To put it bluntly, Hadoop opened up the possibility of indiscriminately dumping data into HDFS, and only later figuring out how to process it further . By contrast, MPP databases typically require careful up-front modeling of the data and query patterns before importing the data into the database’s proprietary storage format.
From a purist’s point of view, it may seem that this careful modeling and import is desirable, because it means users of the database have better-quality data to work with. However, in practice, it appears that simply making data available quickly— even if it is in a quirky, difficult-to-use, raw format—is often more valuable than trying to decide on the ideal data model up front .
The idea is similar to a data warehouse (see “Data Warehousing” on page 91): simply bringing data from various parts of a large organization together in one place is valuable, because it enables joins across datasets that were previously disparate. The careful schema design required by an MPP database slows down that centralized data collection; collecting data in its raw form, and worrying about schema design later, allows the data collection to be speeded up (a concept sometimes known as a “data lake” or “enterprise data hub” ).
Indiscriminate data dumping shifts the burden of interpreting the data: instead of forcing the producer of a dataset to bring it into a standardized format, the interpretation of the data becomes the consumer’s problem (the schema-on-read approach
; see “Schema flexibility in the document model” on page 39). This can be an advantage if the producer and consumers are different teams with different priorities. There may not even be one ideal data model, but rather different views onto the data that are suitable for different purposes. Simply dumping data in its raw form allows for several such transformations. This approach has been dubbed the sushi principle: “raw data is better” .

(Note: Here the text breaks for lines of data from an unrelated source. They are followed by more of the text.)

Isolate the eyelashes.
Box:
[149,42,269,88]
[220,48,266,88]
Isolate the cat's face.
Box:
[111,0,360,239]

Thus, Hadoop has often been used for implementing ETL processes (see “Data Warehousing” on page 91): data from transaction processing systems is dumped into the distributed filesystem in some raw form, and then MapReduce jobs are written to clean up that data, transform it into a relational form, and import it into an MPP data warehouse for analytic purposes. Data modeling still happens, but it is in a separate step, decoupled from the data collection. This decoupling is possible because a distributed filesystem supports data encoded in any format.